DEATHSTALKER: Guns N’ Roses' Slash Developing A Vault Comic Series Based On Cult '80s Fantasy Movie

A new Vault comic series based on cult '80s sword-and-sorcery adventure Deathstalker is being developed by Guns'N Roses guitarist Slash, with Tim Seeley as writer and Jim Terry on art duties...

By MarkCassidy - Sep 15, 2023 09:09 AM EST
Filed Under: Movies
Source: THR

Deathstalker, the camp 1983 sword-and-sorcery movie that was responsible for a whole generation of teenage boys hitting puberty, is being adapted as a comic series.

THR reports that Guns N’ Roses guitarist Slash and Vault Comics have teamed up for the project, which will also have involvement from Shout!
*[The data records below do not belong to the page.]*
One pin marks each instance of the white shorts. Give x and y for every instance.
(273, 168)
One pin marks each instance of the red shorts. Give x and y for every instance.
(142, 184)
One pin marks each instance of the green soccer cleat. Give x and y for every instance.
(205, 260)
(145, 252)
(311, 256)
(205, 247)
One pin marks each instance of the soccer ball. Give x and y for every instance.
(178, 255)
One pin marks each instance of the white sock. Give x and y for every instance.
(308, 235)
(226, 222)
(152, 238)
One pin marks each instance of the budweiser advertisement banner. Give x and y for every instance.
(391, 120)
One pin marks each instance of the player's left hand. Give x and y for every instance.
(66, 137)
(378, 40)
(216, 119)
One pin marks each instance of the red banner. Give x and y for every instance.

Studios. Tim Seeley, co-creator of horror comic Hack/Slash and DC’s Grayson, is writing the comic, with Jim Terry handling the artwork (the duo previously teamed for Vault's Western vampire comic, West of Sundown).
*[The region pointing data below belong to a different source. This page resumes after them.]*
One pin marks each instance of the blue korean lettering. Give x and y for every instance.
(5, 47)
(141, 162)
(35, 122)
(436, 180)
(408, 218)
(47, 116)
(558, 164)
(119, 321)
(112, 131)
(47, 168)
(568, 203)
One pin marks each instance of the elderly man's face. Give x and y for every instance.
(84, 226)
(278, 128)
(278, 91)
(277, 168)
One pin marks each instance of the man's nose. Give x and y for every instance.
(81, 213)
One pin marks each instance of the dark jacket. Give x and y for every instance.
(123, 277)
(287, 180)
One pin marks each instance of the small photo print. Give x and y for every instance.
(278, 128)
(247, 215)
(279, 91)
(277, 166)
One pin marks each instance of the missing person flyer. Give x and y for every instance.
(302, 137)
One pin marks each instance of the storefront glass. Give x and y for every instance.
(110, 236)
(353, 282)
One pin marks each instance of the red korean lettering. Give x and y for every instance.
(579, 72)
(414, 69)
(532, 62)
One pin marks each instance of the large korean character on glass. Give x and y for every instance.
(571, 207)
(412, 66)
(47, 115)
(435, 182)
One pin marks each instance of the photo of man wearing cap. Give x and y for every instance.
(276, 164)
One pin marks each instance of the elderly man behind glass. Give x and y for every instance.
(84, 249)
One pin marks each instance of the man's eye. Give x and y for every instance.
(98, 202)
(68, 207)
“Our Deathstalker is a reimagining of that fine specimen of ’80s sword and sorcery,” Slash said in a statement. “With fantasy, you get a little of everything: horror, magic, sex, thrills, blood, guts, swords and weirdness. You know — all those things you can’t look away from. And that’s what we’re bringing.”

Damian Wassel, Vault’s CEO, added: “The whole idea of this project is to balance nostalgia for the so-bad-it’s-good fantasy filmmaking of the 1980s with the storytelling sensibilities of our time.”

Deathstalker was basically a Conan the Barbarian knock off that achieved cult status over the years thanks to its tongue-in-cheek tone, awesome poster art by fantasy illustrator Boris Vallejo, some decent fantasy action/violence, and a heathy does of naked flesh.

It starred Rick Hill as the titular warrior along with Playboy model Barbi Benton and Lana Clarkson, who would go on to become a sword-and-sorcery mainstay before being shot dead by record producer Phil Spector in 2003.

The original movie spawned three sequels, which got progressively worse as they went, but are still worth checking out as long as you know what to expect going in.

“I’m a child of the ’80s. I remember when my dad bought our first VCR in 1982. And I remember the slew of weird and imaginative sword and sorcery VHS tapes that followed,” said Seeley. “Deathstalker has been near and dear to my heart since I was completely disturbed and aroused by it at a far-too-young age.”

Said Terry, “Being young at the birth of the VHS explosion was magic, and it felt like a time when folks were telling incredibly imaginative stories with limited resources — that charm and creativity would be hard to re-create today, but it’s a thrill to bask in that energy with Deathstalker.”

The comic is set to launch in October with a Kickstarter campaign for a deluxe, oversized hardcover edition, and will also be available in 2024 in both single-issue comic book and trade paperback formats.